感染性には主に尿路感染、肺炎、創部感染、カテーテル感染があります。
一方、非感染性では薬剤熱によるものや血栓など、さまざまな要因があります。
これらを鑑別する古典的な指標としては
・体温
・白血球
・CRP
があり
これにくわえてバイタルサイン(脈拍、血圧)が重要になってきます。
これをもとに本文を読み返してみます。
すると今回の症例では、『創部に異常を認めない』とはっきり記載がありますし、呼吸器感染症や尿路感染を疑う根拠に乏しいことがわかります。

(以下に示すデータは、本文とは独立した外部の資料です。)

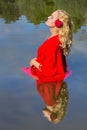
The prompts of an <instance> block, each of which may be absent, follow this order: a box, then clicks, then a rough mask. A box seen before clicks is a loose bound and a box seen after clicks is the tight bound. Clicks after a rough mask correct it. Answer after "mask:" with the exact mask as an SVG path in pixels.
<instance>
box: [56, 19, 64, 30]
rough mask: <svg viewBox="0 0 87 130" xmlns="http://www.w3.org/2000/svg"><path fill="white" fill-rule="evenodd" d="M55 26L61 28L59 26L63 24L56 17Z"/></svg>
mask: <svg viewBox="0 0 87 130" xmlns="http://www.w3.org/2000/svg"><path fill="white" fill-rule="evenodd" d="M55 26H56V27H58V28H61V27H62V26H63V22H62V21H60V20H59V19H57V20H56V21H55Z"/></svg>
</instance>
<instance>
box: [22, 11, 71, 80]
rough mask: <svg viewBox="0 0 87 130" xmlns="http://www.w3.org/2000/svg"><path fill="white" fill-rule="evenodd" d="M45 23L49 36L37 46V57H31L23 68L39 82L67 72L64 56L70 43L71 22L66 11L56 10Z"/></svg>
mask: <svg viewBox="0 0 87 130" xmlns="http://www.w3.org/2000/svg"><path fill="white" fill-rule="evenodd" d="M46 25H47V26H48V27H49V28H50V33H51V35H50V37H49V38H48V39H47V40H45V41H44V42H43V44H42V45H41V46H40V47H39V48H38V52H37V57H36V58H33V59H31V61H30V66H31V67H30V69H29V68H24V69H23V70H24V71H25V72H26V73H27V74H30V75H31V76H32V77H33V78H35V79H37V80H39V81H41V82H50V81H53V82H55V81H59V80H63V79H64V78H65V77H66V76H67V75H68V74H69V73H68V70H67V65H66V56H67V55H68V54H69V52H70V47H71V43H72V22H71V19H70V16H69V14H68V13H66V12H65V11H63V10H56V11H54V12H53V13H52V14H51V15H50V16H49V17H48V20H47V21H46Z"/></svg>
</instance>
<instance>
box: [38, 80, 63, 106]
mask: <svg viewBox="0 0 87 130" xmlns="http://www.w3.org/2000/svg"><path fill="white" fill-rule="evenodd" d="M61 84H62V81H61V82H49V83H41V84H38V83H37V85H36V88H37V91H38V93H39V95H40V96H41V97H42V100H43V101H44V103H45V104H46V105H49V106H53V105H55V104H56V100H57V98H58V95H59V91H60V88H61Z"/></svg>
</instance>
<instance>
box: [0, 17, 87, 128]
mask: <svg viewBox="0 0 87 130" xmlns="http://www.w3.org/2000/svg"><path fill="white" fill-rule="evenodd" d="M48 35H49V30H48V28H47V26H46V25H45V24H44V23H40V24H38V25H34V24H33V23H32V22H31V23H30V22H28V20H27V18H26V16H24V15H21V16H20V17H19V19H18V20H16V21H15V22H11V23H8V24H7V23H5V20H4V18H0V129H1V130H24V129H26V130H28V129H30V130H35V129H37V130H44V129H50V130H53V129H54V130H57V129H59V130H73V129H74V130H86V129H87V123H86V121H87V102H86V99H87V69H86V67H87V50H86V48H87V26H86V25H81V26H80V28H79V29H78V30H77V32H74V33H73V46H72V51H71V53H70V55H69V56H68V58H67V62H68V65H69V66H70V68H71V69H72V71H73V74H72V75H71V77H70V78H68V79H66V83H67V90H68V94H69V97H68V104H67V111H66V114H65V116H64V118H63V120H61V122H60V123H57V124H52V123H50V122H49V121H48V120H47V119H46V118H45V117H44V116H43V113H42V109H43V108H44V107H45V103H44V102H43V100H42V98H41V96H40V95H39V93H38V92H37V90H36V83H35V81H34V80H33V79H32V78H30V77H28V76H27V75H25V74H24V73H23V72H22V71H21V68H22V67H24V66H28V65H29V60H30V59H31V58H32V57H34V56H35V55H36V51H37V48H38V46H39V45H40V44H41V43H42V42H43V41H44V40H45V39H46V38H47V37H48Z"/></svg>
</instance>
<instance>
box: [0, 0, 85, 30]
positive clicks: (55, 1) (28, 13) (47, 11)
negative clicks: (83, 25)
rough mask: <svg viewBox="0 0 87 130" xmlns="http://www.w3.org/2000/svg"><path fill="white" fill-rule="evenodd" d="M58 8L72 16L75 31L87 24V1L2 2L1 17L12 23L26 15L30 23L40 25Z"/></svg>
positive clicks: (31, 1) (32, 1) (1, 1)
mask: <svg viewBox="0 0 87 130" xmlns="http://www.w3.org/2000/svg"><path fill="white" fill-rule="evenodd" d="M58 8H59V9H63V10H66V11H67V12H68V13H69V14H70V15H71V18H72V20H73V22H74V25H75V28H74V31H76V30H77V29H79V28H80V26H82V25H84V24H87V1H86V0H83V1H82V0H73V1H71V0H0V17H2V18H4V19H5V21H6V23H10V22H15V21H16V20H17V19H19V17H20V16H21V15H25V16H26V17H27V19H28V21H29V22H31V23H34V24H39V23H40V22H43V21H45V20H46V19H47V16H49V15H50V14H51V13H52V12H53V11H54V10H56V9H58Z"/></svg>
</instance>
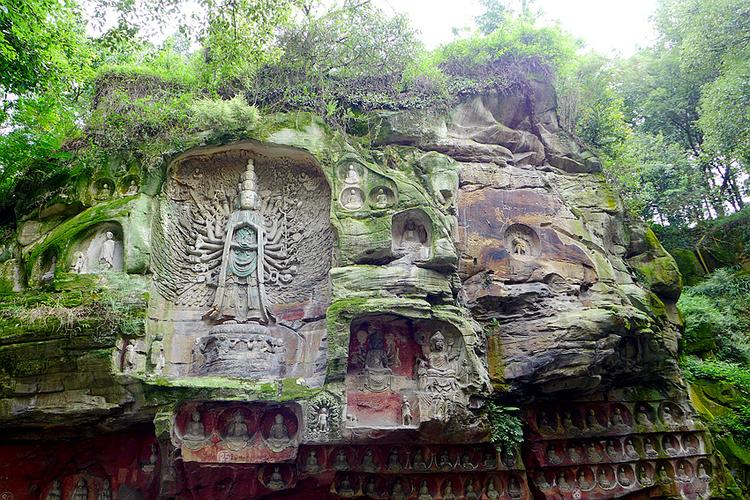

また、体温37.4℃、白血球9,800、CRP8.7mg/dLと軽度上昇は認めるものの、明らかな感染徴候があるとは言いにくいですよね(CRPは術後8~9程度までは上がることがあるみたいです)
すると今回の症例の発熱の原因としては
感染性ではなく非感染性であると考えるのが自然ですね。
ここまで分かると解答を選ぶことはできそうです。
d 広域抗菌薬投与が誤っていることが分かりますね(解答:d)
感染状態にない患者に対しての広域抗菌薬投与は薬剤耐性の観点からも否定的であることはこれまでの国家試験でも取り扱われたことのあるテーマですね。
その他の選択肢に関しては、
血栓予防目的としてのa 離床
発熱への対症療法としてのb クーリング、c 解熱剤投与
といったように〇をつけることができそうですね。
おそらく今回の発熱の原因は、オペ前後に使用した薬剤(感染予防目的の抗菌薬?)に対する薬剤熱ではないかと私は考えます(あくまで推測ですが)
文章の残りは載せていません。